## References

H.B. Mann and D.R. Whitney, “On a test of whether one of two random variables is stochastically larger than the other”, The Annals of Mathematical Statistics, Vol. 18, pp. 50-60, 1947.

Hollander, M., Wolfe, D.A. and Chicken, E. (2014) Nonparametric Statistical Methods. 3rd Edition, John Wiley & Sons, Inc., New York.

## Assumptions

We obtain $N=m+n$ observations $X_1, \ldots, X_m$ and $Y_1, \ldots, Y_n$.


* The observations $X_1, \ldots, X_m$ are a random sample from population 1; that is, the $X$'s are independent and identically distributed.

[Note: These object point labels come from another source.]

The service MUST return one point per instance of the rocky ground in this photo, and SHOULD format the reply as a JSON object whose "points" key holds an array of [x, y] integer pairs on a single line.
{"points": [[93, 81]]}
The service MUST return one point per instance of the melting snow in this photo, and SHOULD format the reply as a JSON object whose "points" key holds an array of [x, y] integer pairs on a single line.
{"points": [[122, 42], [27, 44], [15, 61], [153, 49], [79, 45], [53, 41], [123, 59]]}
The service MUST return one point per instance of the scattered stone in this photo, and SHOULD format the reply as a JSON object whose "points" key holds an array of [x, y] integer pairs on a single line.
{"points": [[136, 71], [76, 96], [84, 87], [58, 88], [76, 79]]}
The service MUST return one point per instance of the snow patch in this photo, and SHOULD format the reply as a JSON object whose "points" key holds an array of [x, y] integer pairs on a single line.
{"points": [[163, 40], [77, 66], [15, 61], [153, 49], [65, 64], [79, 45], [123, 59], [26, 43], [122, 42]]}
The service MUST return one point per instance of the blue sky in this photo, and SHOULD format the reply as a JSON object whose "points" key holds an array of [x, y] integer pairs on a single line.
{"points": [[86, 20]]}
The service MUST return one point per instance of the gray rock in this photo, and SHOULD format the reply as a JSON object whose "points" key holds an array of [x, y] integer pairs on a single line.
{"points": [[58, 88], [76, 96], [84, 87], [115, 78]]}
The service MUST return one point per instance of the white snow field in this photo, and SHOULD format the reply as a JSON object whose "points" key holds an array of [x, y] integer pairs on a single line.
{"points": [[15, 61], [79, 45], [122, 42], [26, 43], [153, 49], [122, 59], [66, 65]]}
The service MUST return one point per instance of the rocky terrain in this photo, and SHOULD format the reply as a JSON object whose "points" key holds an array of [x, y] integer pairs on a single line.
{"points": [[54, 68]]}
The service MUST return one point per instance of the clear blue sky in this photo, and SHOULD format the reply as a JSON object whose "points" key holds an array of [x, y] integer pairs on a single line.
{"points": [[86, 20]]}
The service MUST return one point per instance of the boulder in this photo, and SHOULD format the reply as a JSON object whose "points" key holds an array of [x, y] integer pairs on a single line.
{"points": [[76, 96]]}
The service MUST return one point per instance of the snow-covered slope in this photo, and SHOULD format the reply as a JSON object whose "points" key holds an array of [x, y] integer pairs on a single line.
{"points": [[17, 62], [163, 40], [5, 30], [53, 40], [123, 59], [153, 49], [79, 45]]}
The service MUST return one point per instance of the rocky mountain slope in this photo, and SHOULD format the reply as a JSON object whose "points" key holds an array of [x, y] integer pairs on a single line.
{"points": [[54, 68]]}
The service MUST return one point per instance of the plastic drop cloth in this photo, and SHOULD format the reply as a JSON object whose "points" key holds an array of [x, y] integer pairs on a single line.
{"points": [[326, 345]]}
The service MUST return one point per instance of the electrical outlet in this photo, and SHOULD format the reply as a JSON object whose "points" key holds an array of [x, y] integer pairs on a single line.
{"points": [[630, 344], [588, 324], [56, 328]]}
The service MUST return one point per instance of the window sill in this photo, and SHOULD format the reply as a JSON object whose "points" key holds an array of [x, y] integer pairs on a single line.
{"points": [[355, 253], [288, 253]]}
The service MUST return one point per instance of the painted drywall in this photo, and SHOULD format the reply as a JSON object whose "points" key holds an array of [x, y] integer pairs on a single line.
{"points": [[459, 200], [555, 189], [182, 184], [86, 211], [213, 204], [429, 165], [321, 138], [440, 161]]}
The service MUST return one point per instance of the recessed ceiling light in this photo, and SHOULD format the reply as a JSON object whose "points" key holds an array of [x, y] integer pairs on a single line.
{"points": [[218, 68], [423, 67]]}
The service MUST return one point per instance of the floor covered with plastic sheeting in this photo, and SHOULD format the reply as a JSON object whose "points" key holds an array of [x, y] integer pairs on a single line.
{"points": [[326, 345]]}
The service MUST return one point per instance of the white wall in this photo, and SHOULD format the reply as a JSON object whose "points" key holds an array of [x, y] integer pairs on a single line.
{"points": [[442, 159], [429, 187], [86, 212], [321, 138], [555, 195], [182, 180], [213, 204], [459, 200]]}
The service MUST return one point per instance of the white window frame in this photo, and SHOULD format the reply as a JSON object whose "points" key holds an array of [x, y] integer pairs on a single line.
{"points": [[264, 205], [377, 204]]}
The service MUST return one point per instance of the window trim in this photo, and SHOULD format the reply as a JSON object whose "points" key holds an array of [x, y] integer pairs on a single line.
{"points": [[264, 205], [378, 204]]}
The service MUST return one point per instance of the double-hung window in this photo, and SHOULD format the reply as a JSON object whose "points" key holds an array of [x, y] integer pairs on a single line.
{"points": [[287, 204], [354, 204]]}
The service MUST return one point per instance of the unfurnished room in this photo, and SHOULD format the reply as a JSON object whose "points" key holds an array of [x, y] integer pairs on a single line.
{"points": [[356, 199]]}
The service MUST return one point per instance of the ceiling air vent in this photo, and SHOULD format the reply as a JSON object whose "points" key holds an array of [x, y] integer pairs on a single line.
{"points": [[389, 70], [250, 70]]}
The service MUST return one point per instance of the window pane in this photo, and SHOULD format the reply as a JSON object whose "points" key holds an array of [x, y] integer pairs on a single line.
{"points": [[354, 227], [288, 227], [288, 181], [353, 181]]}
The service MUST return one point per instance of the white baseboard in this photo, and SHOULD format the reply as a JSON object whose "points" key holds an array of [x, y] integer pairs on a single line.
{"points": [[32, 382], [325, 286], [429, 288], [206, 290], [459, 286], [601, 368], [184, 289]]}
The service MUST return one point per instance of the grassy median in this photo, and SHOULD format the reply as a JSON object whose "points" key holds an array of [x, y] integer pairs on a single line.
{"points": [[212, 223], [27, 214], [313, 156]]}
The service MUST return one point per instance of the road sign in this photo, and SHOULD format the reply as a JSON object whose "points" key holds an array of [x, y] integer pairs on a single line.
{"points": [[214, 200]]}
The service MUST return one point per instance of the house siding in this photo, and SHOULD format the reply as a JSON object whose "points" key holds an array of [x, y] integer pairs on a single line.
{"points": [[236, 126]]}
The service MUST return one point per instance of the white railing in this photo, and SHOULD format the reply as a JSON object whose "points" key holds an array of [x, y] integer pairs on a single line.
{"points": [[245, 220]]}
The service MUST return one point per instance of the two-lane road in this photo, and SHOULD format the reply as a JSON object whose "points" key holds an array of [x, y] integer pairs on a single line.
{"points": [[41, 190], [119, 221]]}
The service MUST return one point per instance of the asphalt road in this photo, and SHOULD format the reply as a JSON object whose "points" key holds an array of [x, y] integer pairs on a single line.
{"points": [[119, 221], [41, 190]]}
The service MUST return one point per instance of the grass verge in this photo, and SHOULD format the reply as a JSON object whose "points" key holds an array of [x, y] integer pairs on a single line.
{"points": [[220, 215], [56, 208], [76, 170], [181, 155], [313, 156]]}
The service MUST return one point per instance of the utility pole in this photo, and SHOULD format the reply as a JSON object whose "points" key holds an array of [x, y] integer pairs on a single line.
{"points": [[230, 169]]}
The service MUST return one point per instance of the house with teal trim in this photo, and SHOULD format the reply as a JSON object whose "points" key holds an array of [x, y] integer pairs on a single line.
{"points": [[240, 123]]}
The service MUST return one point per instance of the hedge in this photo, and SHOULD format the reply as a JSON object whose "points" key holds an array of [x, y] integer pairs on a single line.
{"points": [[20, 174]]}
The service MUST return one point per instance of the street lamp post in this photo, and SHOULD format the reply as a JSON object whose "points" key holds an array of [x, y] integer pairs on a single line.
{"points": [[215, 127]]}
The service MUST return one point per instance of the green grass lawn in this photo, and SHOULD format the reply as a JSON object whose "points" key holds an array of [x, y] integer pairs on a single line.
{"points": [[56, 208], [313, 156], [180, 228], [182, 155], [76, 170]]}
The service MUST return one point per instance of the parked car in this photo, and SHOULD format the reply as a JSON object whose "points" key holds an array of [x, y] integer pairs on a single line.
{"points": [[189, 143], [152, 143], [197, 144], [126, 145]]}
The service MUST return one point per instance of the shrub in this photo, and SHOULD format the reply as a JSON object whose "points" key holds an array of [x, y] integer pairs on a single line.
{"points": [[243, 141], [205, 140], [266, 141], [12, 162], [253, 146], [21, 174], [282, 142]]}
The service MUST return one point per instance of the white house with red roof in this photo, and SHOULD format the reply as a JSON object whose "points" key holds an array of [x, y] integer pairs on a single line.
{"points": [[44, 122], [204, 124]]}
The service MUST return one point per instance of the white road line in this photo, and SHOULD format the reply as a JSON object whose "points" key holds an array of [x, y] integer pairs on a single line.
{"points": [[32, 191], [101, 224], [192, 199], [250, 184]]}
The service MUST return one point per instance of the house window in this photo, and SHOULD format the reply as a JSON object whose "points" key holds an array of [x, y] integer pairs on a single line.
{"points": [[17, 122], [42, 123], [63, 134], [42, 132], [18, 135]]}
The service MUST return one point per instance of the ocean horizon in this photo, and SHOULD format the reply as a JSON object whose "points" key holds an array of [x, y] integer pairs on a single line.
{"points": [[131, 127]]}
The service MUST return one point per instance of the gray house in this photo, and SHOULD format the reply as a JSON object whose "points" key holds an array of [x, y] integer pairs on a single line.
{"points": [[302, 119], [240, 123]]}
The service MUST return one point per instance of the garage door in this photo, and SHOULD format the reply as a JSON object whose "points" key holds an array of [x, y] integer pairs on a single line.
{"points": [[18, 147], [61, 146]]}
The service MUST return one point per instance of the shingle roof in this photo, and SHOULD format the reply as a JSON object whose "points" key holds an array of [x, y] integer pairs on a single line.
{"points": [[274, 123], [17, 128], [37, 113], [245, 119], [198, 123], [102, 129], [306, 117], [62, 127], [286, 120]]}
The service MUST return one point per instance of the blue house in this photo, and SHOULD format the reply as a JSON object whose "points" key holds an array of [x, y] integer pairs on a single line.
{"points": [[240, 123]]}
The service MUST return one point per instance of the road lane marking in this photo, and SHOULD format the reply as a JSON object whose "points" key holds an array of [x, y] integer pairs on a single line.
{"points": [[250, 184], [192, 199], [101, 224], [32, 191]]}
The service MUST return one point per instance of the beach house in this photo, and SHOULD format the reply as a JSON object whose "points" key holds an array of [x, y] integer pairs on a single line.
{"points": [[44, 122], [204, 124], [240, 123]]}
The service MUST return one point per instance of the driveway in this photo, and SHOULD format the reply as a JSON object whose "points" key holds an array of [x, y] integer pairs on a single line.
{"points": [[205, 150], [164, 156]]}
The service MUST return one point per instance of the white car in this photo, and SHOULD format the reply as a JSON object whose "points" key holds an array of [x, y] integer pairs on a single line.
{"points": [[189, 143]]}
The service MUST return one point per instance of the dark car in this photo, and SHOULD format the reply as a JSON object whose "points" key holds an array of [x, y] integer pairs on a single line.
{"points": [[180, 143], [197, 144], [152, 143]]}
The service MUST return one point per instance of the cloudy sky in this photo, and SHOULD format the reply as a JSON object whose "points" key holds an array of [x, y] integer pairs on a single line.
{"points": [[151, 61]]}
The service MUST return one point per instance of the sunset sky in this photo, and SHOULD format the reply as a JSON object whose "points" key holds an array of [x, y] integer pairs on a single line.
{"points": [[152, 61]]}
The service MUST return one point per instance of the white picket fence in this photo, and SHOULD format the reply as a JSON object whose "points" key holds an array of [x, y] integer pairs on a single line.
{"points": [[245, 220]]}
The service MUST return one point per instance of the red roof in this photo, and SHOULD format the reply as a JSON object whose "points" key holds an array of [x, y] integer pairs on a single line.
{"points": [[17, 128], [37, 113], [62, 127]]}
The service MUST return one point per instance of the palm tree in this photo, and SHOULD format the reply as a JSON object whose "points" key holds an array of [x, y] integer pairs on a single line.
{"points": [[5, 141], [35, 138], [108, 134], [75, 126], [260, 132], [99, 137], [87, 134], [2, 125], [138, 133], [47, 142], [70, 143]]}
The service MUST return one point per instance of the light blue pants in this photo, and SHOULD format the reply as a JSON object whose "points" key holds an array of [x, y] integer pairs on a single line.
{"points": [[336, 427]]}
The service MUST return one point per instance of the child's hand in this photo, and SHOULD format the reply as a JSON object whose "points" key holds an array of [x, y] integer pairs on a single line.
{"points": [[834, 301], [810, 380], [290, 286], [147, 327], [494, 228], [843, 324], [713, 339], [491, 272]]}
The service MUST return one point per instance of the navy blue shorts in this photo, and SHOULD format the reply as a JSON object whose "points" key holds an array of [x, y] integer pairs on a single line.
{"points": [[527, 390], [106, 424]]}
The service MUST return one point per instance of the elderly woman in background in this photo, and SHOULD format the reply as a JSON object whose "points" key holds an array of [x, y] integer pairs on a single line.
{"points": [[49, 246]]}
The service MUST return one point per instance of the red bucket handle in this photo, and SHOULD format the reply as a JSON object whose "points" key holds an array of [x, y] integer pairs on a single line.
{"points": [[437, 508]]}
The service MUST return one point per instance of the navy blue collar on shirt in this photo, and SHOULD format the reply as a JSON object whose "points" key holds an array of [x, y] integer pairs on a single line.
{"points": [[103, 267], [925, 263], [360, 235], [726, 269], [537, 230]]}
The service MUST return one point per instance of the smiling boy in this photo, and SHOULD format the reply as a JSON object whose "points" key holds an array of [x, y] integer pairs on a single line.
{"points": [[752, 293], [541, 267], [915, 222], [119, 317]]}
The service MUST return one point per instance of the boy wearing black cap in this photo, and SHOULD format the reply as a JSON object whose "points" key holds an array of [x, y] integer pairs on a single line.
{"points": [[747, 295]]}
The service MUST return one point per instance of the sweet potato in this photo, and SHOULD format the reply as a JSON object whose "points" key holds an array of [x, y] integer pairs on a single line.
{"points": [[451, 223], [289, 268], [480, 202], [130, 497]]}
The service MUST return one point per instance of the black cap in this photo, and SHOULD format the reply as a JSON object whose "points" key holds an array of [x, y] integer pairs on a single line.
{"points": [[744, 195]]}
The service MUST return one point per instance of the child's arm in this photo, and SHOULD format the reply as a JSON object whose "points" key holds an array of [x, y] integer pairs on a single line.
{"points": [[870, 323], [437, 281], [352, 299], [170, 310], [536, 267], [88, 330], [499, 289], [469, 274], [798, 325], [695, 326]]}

The observations $Y_1, \ldots, Y_n$ are a random sample from population 2; the $Y$'s are independent and identically distributed.

* The $X$'s and $Y$'s are mutually independent. Thus, in addition to assumptions of independence within each sample, we also assume independence between the two samples.

* Populations 1 and 2 are **continuous populations**.

For a test that handles discrete populations, see the Brunner-Munzel test.

## Hypothesis

### Null Hypothesis

Let $F$ be the distribution function corresponding to population 1 and let $G$ be the distribution function corresponding to population 2. Typicaly, group 1 is the control group and group 2 is the treatment group.

The null hypothesis $H_0$ is that the two populations are identical, that is:

$$
\begin{align*}
H_0: F(t) = G(t) \quad \text{for all } t.
\end{align*}
$$

Note that although the null hypothesis asserts that $X$ and $Y$ have the same CDF, the common CDF is not specified.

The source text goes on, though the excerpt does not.